C’est ce mercredi qui est annoncé comme date de réouverture du procès dit «Général Gilbert Diendéré et 83 autres» mais que le commun des Burkinabè appelle tout simplement le procès du coup d’Etat manqué. A la première audience qui a vu une ouverture-suspension pour des questions d’exceptions soulevées par les avocats de la défense, on s’attend à ce que la seconde phase connaisse aussi des exceptions qui vont mettre mal à l’aise le tribunal. N’étant pas un exégète du droit, moi Mounafica, en compagnie de mon pote Né Wendé, nous avions rencontré un ami qui s’y connaît en droit.

Pour ce dernier, il faut que les populations sachent et acceptent une chose: ce n’est pas demain la veille que ce procès va connaître son dénouement. Il ajoute qu’on entend ici et là des gens dire voilà «le général Diendéré a fait son aveu, il reconnaît avoir mal fait, alors pourquoi on nous fatigue avec un procès encore?».

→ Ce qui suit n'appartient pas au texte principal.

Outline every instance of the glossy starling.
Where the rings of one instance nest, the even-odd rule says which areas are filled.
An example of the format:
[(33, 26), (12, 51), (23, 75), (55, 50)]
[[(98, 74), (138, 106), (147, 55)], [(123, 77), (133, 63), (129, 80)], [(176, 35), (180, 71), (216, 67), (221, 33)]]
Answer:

Nè Wendé et moi-même sommes de cet avis.

Mais notre érudit en droit assure que les yeux du commun des Burkinabè sur les questions de droit ne sont pas le droit. Dans un procès ou toute autre affaire juridique, la forme c’est le fond. Il a pris l’exemple du slogan pub d’une compagnie aérienne inter-africaine qui n’existe plus, Air Afrique, qui disait: «Ce sont les petits détails qui font de grands effets».

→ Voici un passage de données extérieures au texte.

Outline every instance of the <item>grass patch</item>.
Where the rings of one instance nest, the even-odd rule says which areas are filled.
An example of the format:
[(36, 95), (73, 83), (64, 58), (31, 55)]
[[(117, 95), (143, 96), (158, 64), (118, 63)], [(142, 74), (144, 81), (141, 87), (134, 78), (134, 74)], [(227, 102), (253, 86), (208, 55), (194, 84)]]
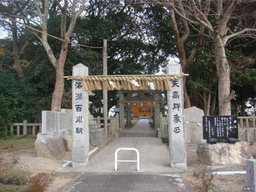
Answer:
[(0, 192), (24, 192), (28, 190), (26, 185), (4, 185), (0, 184)]
[(30, 135), (9, 136), (0, 139), (0, 149), (14, 151), (34, 147), (36, 137)]
[(168, 138), (161, 137), (161, 139), (162, 139), (162, 141), (163, 142), (163, 143), (166, 143), (167, 145), (169, 145), (169, 139)]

Les avocats de la défense ont exploité à bon escient ce que les textes leur offraient pour mettre mal à l’aise le tribunal. Ils sont dans leur droit. Pour cette nouvelle ouverture, notre ami est revenu sur le nombre et la qualité des témoins cités par le général Gilbert Diendéré. Pour lui, cela constitue une caverne d’Ali Baba que les avocats vont exploiter à fond la caisse. Car combien sommes-nous à imaginer le chef suprême de Mosé à la barre d’un tribunal, même en tant que témoin pour se soumettre aux questions plus ou moins corsées, plus ou moins impertinentes des avocats? A-t-on idée de voir le président du Faso, Roch Kaboré himself, devant le tribunal pour témoigner?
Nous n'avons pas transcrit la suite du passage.